In Fig. 2c, we illustrate the effect of temperature on the stability of β-sheet aggregates. We note that a temperature decrease stabilizes larger oligomers relative to smaller ones, as ΔFs decreases. Lowering the temperature also increases the free energy of formation of a critical nucleus, ΔFc, as well as the barrier for elongation ΔFe. We also found that in simulations in which small β-sheets were introduced as seeds, β-sheets can grow under conditions where they do not form spontaneously, and that the growth of the β-sheet is slowed down at lower temperatures (Supplementary Fig. 8), as we expect from our calculations of the free energy barrier. This competition between the increase in the stability of the β-sheet and the increase in ΔFc and ΔFe is an important factor in finding an ideal temperature for fibril formation.

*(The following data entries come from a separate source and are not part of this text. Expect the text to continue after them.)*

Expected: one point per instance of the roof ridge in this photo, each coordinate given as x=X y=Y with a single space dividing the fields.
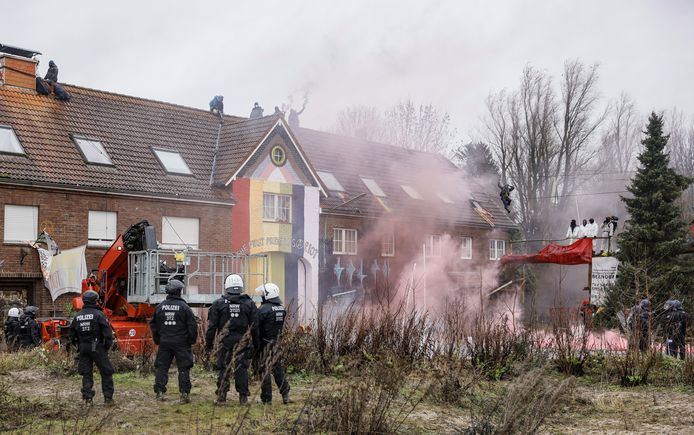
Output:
x=150 y=100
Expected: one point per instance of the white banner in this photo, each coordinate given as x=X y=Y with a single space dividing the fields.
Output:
x=604 y=275
x=67 y=270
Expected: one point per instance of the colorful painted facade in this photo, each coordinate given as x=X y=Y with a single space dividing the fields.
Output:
x=276 y=214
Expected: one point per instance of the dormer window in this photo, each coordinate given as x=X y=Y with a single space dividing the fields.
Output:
x=9 y=144
x=92 y=151
x=172 y=162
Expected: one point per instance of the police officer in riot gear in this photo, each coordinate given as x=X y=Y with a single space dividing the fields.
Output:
x=232 y=316
x=271 y=317
x=29 y=329
x=175 y=330
x=91 y=333
x=11 y=329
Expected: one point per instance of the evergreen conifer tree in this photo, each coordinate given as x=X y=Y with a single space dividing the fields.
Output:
x=655 y=232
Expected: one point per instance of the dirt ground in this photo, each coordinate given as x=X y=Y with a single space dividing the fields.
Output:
x=57 y=408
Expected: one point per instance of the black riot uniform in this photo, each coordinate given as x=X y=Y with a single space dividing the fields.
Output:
x=271 y=317
x=91 y=333
x=29 y=329
x=11 y=329
x=175 y=330
x=232 y=316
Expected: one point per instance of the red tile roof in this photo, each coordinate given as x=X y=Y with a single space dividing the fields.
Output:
x=128 y=128
x=390 y=166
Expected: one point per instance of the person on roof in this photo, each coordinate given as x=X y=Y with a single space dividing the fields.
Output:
x=505 y=195
x=574 y=231
x=52 y=73
x=256 y=112
x=217 y=105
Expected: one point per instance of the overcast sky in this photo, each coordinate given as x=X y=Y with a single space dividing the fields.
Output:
x=449 y=53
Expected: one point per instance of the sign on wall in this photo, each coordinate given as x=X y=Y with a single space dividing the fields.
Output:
x=604 y=276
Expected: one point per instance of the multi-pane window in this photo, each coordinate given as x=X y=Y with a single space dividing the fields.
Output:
x=9 y=142
x=388 y=245
x=92 y=151
x=497 y=249
x=102 y=228
x=277 y=208
x=180 y=233
x=21 y=223
x=432 y=246
x=466 y=248
x=344 y=241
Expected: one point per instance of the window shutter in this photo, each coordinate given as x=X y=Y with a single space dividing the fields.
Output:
x=21 y=223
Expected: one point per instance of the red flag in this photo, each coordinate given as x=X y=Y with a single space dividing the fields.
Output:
x=579 y=252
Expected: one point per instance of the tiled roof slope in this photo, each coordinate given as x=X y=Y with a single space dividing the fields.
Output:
x=237 y=142
x=128 y=128
x=349 y=158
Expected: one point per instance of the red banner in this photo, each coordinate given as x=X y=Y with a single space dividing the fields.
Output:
x=579 y=252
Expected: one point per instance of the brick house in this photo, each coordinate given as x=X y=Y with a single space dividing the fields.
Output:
x=392 y=213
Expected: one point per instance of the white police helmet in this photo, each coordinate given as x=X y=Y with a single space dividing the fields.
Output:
x=233 y=284
x=268 y=290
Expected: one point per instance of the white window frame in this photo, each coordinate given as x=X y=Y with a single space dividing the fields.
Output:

The concentration dependence of the nucleation barriers for the formation of disordered oligomers is illustrated in Fig. 2d. At low concentrations, we observe the formation of cross-β structures without the previous condensation of disordered oligomers; in this case, the free energy barrier for the formation of disordered oligomers is very high. By contrast, at high concentrations there is no nucleation barrier to form a disordered oligomer, while the nucleation barrier for β-sheet formation remains. The transformation of the disordered oligomer into a fibrillar structure takes place through the formation of a critical nucleus within the oligomer, in this case a dimer, which subsequently grows into a β-sheet by a reorganization process involving a step-by-step elongation. This behavior suggests that under these conditions the direct pathway of formation of cross-β structures is in competition with the pathway in which disordered oligomers are formed first, and that the formation of the oligomer almost eliminates the barrier for fibril elongation.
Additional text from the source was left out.